Algebraic and lattice-based extensions, leveraging canonical extension semantics, have recently led to the introduction of labelled calculi based on inequalities with nominals/cononminals, switch/adjunction rules, and cut-elimination via display and twin properties (Berg et al., 18 Jan 2024). These approaches demonstrate the versatility and extensibility of labelled sequent calculi as a general method in analytic proof theory for non-classical logics.

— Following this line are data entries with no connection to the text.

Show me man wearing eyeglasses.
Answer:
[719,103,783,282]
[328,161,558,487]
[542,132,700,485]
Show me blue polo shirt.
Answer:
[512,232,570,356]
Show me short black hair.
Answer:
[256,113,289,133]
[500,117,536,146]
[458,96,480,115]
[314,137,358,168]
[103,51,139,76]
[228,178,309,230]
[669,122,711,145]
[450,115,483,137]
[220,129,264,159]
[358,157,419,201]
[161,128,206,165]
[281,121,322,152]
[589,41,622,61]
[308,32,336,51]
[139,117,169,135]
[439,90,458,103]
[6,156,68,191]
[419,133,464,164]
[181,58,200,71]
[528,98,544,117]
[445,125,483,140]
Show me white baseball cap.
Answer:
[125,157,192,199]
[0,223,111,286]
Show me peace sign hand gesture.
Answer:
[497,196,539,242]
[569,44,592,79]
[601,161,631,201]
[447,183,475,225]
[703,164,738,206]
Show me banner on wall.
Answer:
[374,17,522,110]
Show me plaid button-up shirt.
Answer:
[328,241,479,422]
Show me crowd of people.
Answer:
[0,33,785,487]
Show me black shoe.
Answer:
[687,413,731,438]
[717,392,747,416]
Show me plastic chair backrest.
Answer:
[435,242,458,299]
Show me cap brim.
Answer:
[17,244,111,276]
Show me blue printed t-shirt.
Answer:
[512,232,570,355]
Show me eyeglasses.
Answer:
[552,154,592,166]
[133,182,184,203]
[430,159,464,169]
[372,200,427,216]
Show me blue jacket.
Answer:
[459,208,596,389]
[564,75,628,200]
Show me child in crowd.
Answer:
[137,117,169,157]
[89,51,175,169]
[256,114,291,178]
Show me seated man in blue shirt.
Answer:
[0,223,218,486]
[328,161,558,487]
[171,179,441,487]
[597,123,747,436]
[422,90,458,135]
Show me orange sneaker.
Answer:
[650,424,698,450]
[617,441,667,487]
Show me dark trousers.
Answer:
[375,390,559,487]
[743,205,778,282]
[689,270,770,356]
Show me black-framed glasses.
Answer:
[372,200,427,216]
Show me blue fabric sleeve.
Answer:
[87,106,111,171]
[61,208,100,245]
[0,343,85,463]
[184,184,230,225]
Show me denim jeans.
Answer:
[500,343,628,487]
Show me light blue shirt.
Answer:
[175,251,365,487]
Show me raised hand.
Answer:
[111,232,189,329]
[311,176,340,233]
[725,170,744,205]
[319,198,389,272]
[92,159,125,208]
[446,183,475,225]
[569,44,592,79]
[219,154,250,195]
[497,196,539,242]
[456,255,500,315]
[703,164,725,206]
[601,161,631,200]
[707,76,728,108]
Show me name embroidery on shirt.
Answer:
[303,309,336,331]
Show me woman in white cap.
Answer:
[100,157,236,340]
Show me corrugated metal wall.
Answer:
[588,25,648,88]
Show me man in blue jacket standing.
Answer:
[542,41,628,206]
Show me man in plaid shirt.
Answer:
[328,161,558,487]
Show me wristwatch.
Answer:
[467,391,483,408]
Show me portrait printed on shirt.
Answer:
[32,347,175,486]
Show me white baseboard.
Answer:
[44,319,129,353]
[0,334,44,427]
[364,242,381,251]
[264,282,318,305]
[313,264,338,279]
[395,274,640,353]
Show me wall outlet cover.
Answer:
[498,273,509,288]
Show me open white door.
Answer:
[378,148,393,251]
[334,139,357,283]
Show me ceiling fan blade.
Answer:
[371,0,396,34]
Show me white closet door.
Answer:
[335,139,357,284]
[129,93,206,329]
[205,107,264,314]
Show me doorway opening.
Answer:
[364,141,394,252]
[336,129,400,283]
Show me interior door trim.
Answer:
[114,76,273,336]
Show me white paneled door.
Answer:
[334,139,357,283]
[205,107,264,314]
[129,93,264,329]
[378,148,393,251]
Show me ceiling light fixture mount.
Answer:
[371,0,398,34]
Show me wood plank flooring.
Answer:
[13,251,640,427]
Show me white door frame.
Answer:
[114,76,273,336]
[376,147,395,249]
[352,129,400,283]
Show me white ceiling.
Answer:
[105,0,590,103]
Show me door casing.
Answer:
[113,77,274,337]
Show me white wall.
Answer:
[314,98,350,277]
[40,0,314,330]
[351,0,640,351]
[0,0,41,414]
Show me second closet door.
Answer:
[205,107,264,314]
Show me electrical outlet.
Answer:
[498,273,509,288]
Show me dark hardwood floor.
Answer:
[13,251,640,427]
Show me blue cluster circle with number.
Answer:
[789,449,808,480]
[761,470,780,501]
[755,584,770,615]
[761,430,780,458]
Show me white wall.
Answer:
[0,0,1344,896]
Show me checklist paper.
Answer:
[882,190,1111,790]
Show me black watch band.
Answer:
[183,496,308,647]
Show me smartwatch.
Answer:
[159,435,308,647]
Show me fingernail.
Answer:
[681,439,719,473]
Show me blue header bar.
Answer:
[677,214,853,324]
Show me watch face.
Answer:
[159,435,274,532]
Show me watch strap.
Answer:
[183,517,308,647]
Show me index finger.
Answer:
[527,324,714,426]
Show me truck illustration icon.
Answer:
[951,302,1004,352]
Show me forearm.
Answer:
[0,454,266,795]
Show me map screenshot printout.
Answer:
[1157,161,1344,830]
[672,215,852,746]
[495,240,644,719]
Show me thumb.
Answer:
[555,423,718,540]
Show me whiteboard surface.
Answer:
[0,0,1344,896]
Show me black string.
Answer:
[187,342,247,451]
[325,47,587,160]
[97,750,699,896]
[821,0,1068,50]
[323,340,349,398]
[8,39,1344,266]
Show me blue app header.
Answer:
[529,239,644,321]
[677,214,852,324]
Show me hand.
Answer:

7. Summary Table: Core Features of Labelled Sequent Calculus

Feature Description Contrast
Semantic Internalization Explicit relational atoms encode frame conditions Display/hypersequents use structural connectives
Modularity Rules synthesized from frame axioms or algebraic conditions Standard sequents require ad hoc rules
Proof Theory Cut-elimination, invertibility, localization of structure Gentzen systems often lack modular cut-elimination
Automation Supports proof search, countermodel extraction Display/nested systems trade between modularity and subformula property
Syntactic Overhead Proliferation of labels and atoms, possible bureaucracy Nested sequents avoid extraneous structure

Labelled sequent calculi thus form a foundational framework in structural proof theory, supporting modularization, extension, and analytic investigation across a wide class of modal, substructural, non-distributive, and quantified logics, while adapting—via refinement and constraint handling—to match both semantic transparency and syntactic economy.